Topics, buckets, and psychiatry. On the collective creation of a corpus exploration tool

1. Abstract

Topics, buckets and psychiatry. On the collective creation of a corpus exploration tool

Maria Biryukov, Roman Kalyakin, Eva Andersen, Lars Wieneke

Introduction

As described elsewhere (Biryukov et al. 2019) we conducted a probing exercise that brought together a historian and a computer scientist to cooperatively explore a research corpus. With the idea to find and trace the evolution of psychiatric knowledge, the team analysed the British Journal of Psychiatry[1] over a timespan of more than 70 years, consisting of 51k pages and covering a wide range of content types such as articles, book reviews, asylum reports, membership lists, etc.
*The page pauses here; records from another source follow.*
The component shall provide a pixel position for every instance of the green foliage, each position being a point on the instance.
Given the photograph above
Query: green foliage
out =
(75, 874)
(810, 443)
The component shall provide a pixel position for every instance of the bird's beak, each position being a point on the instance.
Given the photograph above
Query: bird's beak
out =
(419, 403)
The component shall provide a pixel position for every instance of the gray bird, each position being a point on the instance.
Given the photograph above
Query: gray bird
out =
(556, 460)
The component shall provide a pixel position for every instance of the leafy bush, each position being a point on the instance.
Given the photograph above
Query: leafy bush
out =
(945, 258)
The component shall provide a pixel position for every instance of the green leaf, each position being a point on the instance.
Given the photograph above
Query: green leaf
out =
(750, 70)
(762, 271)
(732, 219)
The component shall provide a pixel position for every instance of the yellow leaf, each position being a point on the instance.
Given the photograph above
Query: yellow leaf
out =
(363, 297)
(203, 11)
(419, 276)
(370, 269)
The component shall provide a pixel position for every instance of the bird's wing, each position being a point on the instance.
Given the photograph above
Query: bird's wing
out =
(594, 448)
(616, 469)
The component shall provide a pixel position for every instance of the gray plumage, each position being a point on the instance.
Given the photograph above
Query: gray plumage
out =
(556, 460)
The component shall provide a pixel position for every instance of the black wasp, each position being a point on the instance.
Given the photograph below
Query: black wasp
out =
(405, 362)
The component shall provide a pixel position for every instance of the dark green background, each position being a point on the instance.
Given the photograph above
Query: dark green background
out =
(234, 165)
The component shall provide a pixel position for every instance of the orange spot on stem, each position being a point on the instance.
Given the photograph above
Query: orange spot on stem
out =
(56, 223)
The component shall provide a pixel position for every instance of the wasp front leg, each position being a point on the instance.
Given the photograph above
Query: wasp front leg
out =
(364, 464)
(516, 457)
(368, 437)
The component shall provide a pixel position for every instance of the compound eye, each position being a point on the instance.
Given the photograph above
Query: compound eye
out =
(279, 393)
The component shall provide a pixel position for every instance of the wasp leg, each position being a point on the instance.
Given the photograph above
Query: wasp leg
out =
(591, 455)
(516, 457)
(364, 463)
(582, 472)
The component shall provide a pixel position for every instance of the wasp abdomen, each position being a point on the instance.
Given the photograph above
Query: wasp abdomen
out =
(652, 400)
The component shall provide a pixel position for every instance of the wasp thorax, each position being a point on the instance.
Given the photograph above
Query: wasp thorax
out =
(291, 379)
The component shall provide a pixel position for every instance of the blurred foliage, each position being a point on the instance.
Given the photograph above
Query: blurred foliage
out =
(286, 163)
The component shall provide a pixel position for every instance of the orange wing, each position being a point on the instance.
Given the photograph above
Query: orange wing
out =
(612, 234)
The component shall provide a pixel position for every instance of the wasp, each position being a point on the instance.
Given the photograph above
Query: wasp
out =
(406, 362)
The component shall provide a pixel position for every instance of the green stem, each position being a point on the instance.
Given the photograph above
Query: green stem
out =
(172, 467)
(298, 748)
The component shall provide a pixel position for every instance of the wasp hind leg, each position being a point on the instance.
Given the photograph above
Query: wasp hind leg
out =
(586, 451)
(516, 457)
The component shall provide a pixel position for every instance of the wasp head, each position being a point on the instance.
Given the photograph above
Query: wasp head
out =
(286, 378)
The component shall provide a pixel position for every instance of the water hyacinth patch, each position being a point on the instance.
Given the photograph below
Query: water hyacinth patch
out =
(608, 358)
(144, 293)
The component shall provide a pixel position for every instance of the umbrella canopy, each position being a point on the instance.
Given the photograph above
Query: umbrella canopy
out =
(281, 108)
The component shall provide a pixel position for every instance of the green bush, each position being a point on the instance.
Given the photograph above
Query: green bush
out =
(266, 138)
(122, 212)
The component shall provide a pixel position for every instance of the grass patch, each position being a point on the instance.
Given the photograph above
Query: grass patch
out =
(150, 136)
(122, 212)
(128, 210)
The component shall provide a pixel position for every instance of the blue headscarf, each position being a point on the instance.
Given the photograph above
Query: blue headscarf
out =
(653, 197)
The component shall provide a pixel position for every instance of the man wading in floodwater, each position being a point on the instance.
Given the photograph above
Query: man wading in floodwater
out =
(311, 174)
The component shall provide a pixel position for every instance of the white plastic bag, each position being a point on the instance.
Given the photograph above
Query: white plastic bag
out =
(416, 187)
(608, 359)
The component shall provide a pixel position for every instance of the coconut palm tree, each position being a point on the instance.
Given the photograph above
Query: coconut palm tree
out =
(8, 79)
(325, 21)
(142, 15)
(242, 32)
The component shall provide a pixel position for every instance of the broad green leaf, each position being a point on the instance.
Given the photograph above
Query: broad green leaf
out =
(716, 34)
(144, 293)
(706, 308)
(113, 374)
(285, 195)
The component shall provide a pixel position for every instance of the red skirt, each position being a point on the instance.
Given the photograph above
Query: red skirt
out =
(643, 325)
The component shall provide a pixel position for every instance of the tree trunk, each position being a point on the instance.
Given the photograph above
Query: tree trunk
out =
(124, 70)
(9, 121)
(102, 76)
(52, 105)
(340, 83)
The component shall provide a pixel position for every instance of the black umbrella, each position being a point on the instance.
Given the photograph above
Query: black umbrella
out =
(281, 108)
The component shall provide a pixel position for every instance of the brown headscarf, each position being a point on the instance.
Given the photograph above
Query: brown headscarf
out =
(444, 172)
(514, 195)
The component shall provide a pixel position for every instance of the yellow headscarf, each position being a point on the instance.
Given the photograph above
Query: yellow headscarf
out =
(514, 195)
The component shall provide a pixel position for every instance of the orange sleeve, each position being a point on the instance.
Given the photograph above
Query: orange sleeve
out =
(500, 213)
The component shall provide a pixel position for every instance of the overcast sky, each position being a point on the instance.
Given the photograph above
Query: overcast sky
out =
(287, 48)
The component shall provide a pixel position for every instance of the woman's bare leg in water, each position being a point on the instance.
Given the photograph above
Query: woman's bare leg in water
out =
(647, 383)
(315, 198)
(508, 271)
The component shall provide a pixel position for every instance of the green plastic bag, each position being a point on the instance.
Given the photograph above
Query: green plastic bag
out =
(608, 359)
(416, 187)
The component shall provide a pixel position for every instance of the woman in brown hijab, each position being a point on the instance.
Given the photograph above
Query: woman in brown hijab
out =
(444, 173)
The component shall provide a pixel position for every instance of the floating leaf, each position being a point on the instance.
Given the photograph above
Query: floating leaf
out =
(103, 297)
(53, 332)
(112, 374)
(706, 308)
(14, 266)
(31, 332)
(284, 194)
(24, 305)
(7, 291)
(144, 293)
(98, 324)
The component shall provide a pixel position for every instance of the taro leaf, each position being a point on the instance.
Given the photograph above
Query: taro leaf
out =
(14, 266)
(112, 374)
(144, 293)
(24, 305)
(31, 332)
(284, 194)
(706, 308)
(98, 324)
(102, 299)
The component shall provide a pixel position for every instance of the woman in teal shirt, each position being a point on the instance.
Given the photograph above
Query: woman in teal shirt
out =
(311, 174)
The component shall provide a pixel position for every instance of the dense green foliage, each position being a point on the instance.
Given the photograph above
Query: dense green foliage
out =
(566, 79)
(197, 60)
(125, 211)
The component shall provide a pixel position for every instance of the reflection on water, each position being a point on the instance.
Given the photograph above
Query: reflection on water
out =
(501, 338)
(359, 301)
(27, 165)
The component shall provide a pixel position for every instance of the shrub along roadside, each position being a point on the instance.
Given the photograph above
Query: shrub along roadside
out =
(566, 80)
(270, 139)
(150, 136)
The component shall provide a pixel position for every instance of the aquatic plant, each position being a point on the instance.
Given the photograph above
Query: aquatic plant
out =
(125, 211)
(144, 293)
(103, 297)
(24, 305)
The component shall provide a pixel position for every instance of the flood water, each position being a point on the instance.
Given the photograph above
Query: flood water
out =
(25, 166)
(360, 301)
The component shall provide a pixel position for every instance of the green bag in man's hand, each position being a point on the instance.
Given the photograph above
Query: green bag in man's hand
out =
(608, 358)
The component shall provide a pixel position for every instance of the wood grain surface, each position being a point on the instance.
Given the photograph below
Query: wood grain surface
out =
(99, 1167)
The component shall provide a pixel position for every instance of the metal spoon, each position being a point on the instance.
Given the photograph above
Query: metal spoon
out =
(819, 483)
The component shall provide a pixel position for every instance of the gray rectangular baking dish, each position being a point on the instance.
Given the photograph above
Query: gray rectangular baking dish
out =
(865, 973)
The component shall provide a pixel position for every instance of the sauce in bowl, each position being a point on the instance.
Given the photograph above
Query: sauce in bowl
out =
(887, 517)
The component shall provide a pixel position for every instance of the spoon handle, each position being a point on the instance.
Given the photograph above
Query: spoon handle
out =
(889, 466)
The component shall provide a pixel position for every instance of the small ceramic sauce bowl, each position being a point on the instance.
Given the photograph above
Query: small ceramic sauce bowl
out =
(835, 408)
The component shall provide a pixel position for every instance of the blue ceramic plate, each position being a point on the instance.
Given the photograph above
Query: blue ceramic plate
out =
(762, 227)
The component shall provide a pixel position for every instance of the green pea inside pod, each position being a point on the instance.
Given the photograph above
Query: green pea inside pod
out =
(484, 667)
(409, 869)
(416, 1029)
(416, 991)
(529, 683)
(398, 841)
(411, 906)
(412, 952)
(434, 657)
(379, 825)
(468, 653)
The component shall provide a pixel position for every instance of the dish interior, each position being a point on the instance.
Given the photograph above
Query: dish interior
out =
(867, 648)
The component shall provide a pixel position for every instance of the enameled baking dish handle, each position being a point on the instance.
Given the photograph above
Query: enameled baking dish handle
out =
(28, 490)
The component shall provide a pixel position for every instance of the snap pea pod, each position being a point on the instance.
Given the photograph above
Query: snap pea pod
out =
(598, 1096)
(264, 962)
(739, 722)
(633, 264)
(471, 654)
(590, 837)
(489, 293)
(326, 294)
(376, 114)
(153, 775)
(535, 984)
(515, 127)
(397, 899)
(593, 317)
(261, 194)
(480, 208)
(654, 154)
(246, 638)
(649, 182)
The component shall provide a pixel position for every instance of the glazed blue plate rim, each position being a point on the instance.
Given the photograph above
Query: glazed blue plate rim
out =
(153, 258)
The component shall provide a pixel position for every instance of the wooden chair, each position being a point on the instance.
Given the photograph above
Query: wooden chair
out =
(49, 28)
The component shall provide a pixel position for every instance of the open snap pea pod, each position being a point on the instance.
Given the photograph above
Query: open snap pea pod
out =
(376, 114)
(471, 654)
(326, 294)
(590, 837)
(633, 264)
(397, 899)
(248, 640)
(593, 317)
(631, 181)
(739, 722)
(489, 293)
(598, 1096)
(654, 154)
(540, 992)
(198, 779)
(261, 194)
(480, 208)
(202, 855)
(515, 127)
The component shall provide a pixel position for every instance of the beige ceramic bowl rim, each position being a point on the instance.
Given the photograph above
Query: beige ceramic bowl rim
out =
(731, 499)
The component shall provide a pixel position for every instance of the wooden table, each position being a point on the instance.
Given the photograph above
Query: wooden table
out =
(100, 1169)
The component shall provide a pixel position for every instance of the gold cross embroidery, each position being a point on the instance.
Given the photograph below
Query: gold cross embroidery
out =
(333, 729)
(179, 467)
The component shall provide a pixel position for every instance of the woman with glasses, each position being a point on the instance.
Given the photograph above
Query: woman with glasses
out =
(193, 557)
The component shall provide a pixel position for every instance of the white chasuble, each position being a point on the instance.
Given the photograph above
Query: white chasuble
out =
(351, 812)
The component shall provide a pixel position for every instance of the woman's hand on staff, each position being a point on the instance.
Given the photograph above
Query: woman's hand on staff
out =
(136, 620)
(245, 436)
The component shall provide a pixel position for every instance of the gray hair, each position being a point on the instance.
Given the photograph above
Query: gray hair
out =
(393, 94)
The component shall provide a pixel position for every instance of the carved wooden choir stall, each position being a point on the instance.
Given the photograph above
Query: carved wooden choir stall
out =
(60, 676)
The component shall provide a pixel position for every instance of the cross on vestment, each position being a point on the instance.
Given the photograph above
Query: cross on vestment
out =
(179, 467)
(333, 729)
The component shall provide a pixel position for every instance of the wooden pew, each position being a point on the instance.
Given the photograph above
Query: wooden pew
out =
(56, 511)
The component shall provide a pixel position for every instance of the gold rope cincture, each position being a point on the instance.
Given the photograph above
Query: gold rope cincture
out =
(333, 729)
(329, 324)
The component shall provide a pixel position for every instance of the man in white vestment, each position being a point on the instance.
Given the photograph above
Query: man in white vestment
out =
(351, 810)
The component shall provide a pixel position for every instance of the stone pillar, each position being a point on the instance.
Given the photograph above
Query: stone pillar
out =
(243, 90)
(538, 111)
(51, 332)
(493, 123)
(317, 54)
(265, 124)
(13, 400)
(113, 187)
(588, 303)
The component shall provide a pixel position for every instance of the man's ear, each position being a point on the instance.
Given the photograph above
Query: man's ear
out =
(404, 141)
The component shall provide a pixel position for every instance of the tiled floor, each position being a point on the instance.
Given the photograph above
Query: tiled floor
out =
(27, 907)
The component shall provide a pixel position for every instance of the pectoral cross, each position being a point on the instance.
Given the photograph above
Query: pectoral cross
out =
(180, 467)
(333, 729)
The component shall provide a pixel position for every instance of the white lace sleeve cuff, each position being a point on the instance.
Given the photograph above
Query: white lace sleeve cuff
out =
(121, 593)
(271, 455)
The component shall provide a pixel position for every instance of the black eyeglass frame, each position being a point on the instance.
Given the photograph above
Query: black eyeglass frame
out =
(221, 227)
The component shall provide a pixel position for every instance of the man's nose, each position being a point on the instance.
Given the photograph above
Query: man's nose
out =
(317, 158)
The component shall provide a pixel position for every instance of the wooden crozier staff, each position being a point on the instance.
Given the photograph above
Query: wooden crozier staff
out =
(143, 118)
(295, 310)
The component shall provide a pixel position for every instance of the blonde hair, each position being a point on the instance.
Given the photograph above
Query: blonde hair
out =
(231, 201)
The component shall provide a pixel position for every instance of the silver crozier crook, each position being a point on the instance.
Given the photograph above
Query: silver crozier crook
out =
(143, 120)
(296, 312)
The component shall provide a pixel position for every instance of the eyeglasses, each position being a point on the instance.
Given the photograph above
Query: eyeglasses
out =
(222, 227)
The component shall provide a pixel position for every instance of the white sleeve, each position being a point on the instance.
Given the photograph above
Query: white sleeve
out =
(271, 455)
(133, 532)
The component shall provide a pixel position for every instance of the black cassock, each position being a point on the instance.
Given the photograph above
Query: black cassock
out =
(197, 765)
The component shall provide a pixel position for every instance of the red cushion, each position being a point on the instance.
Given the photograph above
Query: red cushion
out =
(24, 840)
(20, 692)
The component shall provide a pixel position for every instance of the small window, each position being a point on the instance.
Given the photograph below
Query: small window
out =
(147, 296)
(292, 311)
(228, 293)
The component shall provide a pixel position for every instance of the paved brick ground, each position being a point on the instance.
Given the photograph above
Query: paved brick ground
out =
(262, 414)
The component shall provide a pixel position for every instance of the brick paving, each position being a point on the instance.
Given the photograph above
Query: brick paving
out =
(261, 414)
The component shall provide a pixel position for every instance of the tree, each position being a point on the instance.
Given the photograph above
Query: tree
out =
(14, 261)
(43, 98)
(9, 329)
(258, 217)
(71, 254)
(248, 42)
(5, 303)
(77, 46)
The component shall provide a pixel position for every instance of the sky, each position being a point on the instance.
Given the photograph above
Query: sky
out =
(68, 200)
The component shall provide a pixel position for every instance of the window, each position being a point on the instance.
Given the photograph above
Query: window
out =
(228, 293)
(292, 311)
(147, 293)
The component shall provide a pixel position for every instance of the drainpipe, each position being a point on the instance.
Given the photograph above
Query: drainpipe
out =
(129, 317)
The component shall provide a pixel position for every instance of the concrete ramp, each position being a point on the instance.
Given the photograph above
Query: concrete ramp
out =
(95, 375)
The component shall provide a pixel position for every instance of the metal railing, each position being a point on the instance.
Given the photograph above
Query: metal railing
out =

A particular challenge was the lack of coherence in the corpus: no logical units such as article boundaries and mediocre OCR quality restricted the direct application of topic modelling and other NLP techniques to a subset of articles through existing tools like MALLET.

The team chose to tackle this challenge by applying topic modelling in order to give structure to the corpus and detect relevant segments for historical analysis. After splitting the corpus into individual pages and applying other preprocessing steps, the team used Non-negative Matrix Factorization (Wang et al. 2012) to decompose the corpus into topics per year, assign words to the topics and to score the individual documents/pages.[2] We then evaluated the optimal number of topics using human evaluation as well as a Word2Vec corpus model (Mikolov et al. 2013) for topic coherence calculation. To enable a diachronic perspective on the corpus we applied dynamic topic modelling to the annual topics. Close inspection of the outcomes made it apparent to the historian that the approach enabled the discovery of weak signals and hidden information that were not easily accessible through conventional approaches.

However, we came to the understanding that a more in-depth historical analysis required a higher degree of autonomy for the historian, as well as facilities allowing multiple perspectives on the data and better ways to present and interact with it. This insight and the potential for a generalisable application convinced us to advance from a probing exercise to building a tool that empowers historians to query, review and explore datasets with a high degree of autonomy and direct access that doesn’t require additional mediation.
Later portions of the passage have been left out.